9th January 2014 By: Creamer Media Reporter

Low year-end for business confidence

Photo by: Bloomberg

The South African Chamber of Commerce and Industry (Sacci) Business Confidence Index (BCI) performed better in December 2013 than in November 2013 month-on-month, with the BCI increasing by 1.1 index points to 91.9 in December  from 90.8 in November.

Although this is the highest reading for the BCI in the second half of 2013, Sacci noted in a statement on Thursday that it was 1.1 index points below the December 2012 level.

The average level for the BCI in 2013 was 91.4 compared with an average of 94.1 in 2012. In relation to previous years, 2013 presented the worst yearly performance for the BCI since 1999 when the BCI averaged 87.6 and the business cycle was in a downward phase. The average for the 2013 BCI was 8.1 index points below the level of 100 for the 2010 base year and 27.6 index points below the yearly peak of 119 in 2006.

Four subindices of the BCI did not move significantly between December and November 2013, five had a negative impact, while four positively influenced the BCI in December 2013. Year-on-year, four subindices made positive contributions to the BCI, eight had a negative impact and one was neutral.

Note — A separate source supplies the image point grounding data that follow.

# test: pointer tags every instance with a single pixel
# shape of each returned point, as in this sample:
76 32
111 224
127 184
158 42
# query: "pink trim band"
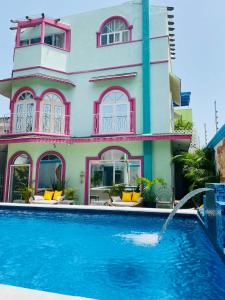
97 104
88 71
57 154
113 77
41 76
8 173
127 138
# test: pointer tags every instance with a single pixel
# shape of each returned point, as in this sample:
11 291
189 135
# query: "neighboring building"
92 100
218 144
3 160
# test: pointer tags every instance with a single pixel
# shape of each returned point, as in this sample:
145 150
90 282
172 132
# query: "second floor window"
24 113
115 31
52 114
30 35
114 115
54 37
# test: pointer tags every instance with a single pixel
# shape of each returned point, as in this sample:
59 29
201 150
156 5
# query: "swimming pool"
89 255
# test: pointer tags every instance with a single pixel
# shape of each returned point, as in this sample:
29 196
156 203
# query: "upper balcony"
42 42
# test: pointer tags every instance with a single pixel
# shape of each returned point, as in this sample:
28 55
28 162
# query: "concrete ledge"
8 292
98 208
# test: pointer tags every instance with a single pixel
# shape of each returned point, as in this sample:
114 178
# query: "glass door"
19 181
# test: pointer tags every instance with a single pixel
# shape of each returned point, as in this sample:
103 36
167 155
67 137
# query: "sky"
200 48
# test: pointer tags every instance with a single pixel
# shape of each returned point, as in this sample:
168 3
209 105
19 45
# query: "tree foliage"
198 167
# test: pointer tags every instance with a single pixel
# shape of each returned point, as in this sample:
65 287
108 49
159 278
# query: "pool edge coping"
136 210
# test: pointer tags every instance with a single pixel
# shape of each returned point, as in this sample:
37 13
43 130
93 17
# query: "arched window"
114 30
115 113
51 170
20 170
52 114
24 112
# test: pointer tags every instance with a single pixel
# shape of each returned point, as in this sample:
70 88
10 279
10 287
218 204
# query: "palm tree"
198 167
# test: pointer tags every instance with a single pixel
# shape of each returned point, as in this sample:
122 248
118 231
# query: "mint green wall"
162 156
75 158
85 55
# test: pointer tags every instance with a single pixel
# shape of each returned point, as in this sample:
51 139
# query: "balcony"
4 124
105 124
42 42
40 55
46 124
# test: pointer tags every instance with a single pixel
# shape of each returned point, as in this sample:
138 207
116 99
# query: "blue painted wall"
146 88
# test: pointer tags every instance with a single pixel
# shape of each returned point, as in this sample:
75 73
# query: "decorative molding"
88 71
53 139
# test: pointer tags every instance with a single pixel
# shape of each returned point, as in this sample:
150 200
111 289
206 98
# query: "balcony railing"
44 123
4 124
183 131
108 124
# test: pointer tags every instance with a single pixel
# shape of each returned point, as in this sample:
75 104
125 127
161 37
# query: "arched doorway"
113 165
20 176
50 171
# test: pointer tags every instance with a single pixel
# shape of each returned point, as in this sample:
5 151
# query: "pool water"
94 255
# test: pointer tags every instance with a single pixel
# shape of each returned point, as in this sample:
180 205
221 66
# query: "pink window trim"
8 172
98 33
96 109
38 105
43 22
13 102
98 157
66 104
57 154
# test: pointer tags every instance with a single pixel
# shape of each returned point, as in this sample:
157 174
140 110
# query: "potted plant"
146 187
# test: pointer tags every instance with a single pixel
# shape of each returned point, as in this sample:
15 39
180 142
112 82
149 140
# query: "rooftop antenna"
206 136
216 116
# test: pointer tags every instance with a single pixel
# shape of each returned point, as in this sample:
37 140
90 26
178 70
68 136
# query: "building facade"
218 144
92 100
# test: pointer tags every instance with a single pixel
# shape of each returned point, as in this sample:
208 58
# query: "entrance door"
19 181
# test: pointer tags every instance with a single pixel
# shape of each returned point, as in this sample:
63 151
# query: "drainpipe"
147 146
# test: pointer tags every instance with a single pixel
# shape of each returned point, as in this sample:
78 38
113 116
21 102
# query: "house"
92 100
218 144
4 125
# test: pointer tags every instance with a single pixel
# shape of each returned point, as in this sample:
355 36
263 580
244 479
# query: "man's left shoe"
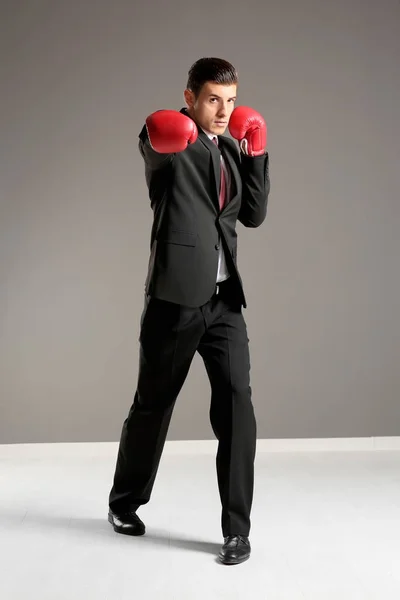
236 549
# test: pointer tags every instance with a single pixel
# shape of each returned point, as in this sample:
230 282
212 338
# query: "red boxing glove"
249 127
170 131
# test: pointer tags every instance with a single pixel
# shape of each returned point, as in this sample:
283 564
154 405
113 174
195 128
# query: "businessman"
200 184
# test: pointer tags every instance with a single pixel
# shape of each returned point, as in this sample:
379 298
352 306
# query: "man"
199 186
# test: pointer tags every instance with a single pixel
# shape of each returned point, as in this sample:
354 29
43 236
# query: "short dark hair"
210 69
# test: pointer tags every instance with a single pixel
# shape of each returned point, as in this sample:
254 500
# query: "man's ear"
189 98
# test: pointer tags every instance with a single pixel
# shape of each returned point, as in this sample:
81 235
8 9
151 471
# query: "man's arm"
249 128
255 189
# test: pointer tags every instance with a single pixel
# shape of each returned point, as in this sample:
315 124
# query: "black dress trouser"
170 334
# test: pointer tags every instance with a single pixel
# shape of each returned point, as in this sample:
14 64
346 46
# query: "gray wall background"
78 79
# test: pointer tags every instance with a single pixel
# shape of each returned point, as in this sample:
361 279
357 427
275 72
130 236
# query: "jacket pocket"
176 236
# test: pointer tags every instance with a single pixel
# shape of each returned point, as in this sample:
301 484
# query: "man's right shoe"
127 523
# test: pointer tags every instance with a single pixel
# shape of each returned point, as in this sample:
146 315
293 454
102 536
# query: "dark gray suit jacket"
188 224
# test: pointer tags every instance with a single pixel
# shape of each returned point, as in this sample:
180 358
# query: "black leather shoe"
236 549
127 523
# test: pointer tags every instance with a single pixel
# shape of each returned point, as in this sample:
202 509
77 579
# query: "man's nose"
223 111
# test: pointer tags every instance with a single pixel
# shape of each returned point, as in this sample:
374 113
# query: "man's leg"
225 351
168 340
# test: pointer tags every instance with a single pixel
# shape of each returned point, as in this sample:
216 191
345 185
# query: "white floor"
326 525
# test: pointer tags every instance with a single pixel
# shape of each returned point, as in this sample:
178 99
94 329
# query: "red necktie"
222 188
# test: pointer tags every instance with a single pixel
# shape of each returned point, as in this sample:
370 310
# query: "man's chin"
219 129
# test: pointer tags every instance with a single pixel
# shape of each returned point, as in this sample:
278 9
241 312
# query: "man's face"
213 106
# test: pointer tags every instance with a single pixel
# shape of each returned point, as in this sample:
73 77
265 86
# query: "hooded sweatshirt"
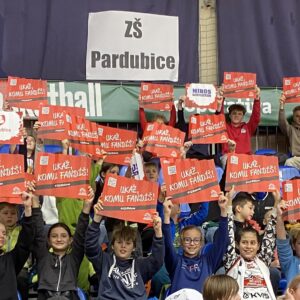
122 279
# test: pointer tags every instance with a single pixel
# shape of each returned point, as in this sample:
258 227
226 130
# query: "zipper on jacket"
59 276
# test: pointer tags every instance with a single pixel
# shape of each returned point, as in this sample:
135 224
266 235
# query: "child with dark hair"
120 274
250 268
11 262
58 266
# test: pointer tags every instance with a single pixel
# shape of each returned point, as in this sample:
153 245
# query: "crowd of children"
67 237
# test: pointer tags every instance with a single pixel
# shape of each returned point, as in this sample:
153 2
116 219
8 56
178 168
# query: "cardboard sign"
291 89
200 95
26 93
239 85
83 134
53 121
117 143
252 173
62 175
156 96
11 125
163 140
191 180
291 194
11 175
208 129
129 199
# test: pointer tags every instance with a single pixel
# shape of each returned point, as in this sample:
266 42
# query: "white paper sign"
132 46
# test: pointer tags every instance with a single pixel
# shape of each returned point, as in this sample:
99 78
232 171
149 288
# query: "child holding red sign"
292 131
288 248
121 276
190 269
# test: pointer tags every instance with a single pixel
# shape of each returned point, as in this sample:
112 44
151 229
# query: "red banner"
208 129
163 140
62 175
129 199
26 93
11 125
239 85
291 193
11 175
117 143
156 96
191 180
83 135
53 121
291 89
252 173
200 95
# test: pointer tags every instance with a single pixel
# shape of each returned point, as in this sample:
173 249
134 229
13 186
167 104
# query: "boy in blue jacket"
190 269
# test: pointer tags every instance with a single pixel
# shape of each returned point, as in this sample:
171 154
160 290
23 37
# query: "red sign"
252 173
291 89
53 121
83 135
129 199
156 96
191 180
11 125
26 93
291 193
163 140
117 143
200 95
239 85
62 175
11 175
208 129
3 83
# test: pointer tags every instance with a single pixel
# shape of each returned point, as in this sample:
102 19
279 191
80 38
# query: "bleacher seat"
265 152
4 149
53 148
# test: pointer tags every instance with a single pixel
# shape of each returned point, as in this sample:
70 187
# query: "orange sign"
291 89
53 121
291 193
129 199
163 140
11 175
208 129
252 173
156 96
11 125
117 143
200 95
62 175
26 93
190 180
239 85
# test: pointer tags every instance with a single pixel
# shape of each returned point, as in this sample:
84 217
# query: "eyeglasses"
189 240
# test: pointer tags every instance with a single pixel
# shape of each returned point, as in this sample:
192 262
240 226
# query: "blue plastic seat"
53 148
265 152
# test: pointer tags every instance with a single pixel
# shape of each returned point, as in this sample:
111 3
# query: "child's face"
151 173
2 235
236 116
191 243
59 239
296 247
9 216
123 248
246 211
248 245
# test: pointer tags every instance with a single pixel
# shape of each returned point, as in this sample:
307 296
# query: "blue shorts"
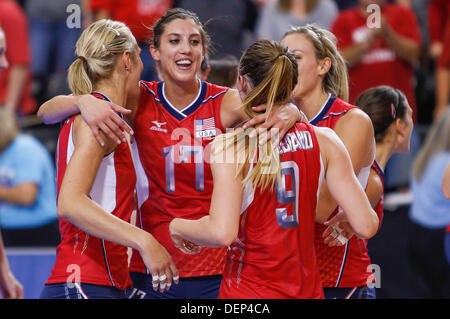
204 287
363 292
81 291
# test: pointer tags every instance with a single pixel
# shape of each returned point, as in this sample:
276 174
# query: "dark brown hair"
285 5
384 105
271 72
173 14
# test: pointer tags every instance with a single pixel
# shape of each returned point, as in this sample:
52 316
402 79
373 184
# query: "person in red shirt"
95 185
438 18
139 16
381 43
381 54
264 206
9 286
15 81
173 179
442 83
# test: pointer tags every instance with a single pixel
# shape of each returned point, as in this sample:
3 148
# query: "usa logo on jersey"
205 128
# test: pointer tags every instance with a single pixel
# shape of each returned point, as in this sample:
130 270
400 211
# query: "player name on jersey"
298 140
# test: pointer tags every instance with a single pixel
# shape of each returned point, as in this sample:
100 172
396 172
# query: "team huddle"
236 193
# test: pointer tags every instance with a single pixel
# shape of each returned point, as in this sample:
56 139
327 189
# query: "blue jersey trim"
186 112
324 111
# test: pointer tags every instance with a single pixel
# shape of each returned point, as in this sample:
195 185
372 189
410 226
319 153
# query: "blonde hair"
437 140
97 49
272 70
285 5
324 42
8 127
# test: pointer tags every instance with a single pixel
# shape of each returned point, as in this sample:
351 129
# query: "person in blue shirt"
10 287
430 213
27 184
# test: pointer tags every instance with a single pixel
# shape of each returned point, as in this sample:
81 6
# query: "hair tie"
82 58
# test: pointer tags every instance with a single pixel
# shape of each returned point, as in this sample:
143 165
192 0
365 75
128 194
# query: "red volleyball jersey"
273 256
336 263
379 65
359 266
174 175
80 256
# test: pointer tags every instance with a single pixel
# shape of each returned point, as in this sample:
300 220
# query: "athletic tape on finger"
342 239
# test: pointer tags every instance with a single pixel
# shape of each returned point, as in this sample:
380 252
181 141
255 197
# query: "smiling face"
310 73
407 124
180 51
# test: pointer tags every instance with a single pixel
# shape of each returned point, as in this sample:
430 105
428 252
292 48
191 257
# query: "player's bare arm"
279 121
355 130
99 114
220 227
342 181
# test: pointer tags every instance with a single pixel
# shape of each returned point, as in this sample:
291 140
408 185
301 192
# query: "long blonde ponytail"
97 50
324 42
272 70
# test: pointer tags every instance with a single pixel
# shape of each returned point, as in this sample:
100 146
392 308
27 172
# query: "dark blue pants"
81 291
363 292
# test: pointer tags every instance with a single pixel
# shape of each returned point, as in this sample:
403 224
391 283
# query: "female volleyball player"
96 184
175 122
321 93
391 117
264 200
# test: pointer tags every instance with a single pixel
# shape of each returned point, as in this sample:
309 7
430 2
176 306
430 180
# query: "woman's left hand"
276 125
338 231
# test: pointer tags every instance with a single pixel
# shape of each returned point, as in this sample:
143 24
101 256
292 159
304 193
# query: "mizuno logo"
157 126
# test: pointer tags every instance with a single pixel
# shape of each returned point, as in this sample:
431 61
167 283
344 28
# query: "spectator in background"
9 286
139 16
15 81
230 24
382 54
278 16
224 71
346 4
27 188
430 213
438 17
52 45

Major activities such as exports and manufacturing improved year-on-year, while municipal services and lower real financing cost also contributed, albeit to a lesser extent, to the December 2013 uptick in the BCI.

Sacci said the economic outlook for 2014 remained varied from cautiously optimistic to concerns about a risk-prone environment.

“This year’s business climate and South Africa’s economic performance for the longer term depends on the country’s approach to certainty in its economic policy direction, institutional capacity to implement policy, aligning policy positions with the National Development Plan, supporting the private sector as the vanguard of economic growth, sticking to economic recipes that have proven sustainable outcomes, positioning to take advantage of improvements in global economic performance, dealing with local short-term economic weaknesses and structural economic bottlenecks,” noted the chamber.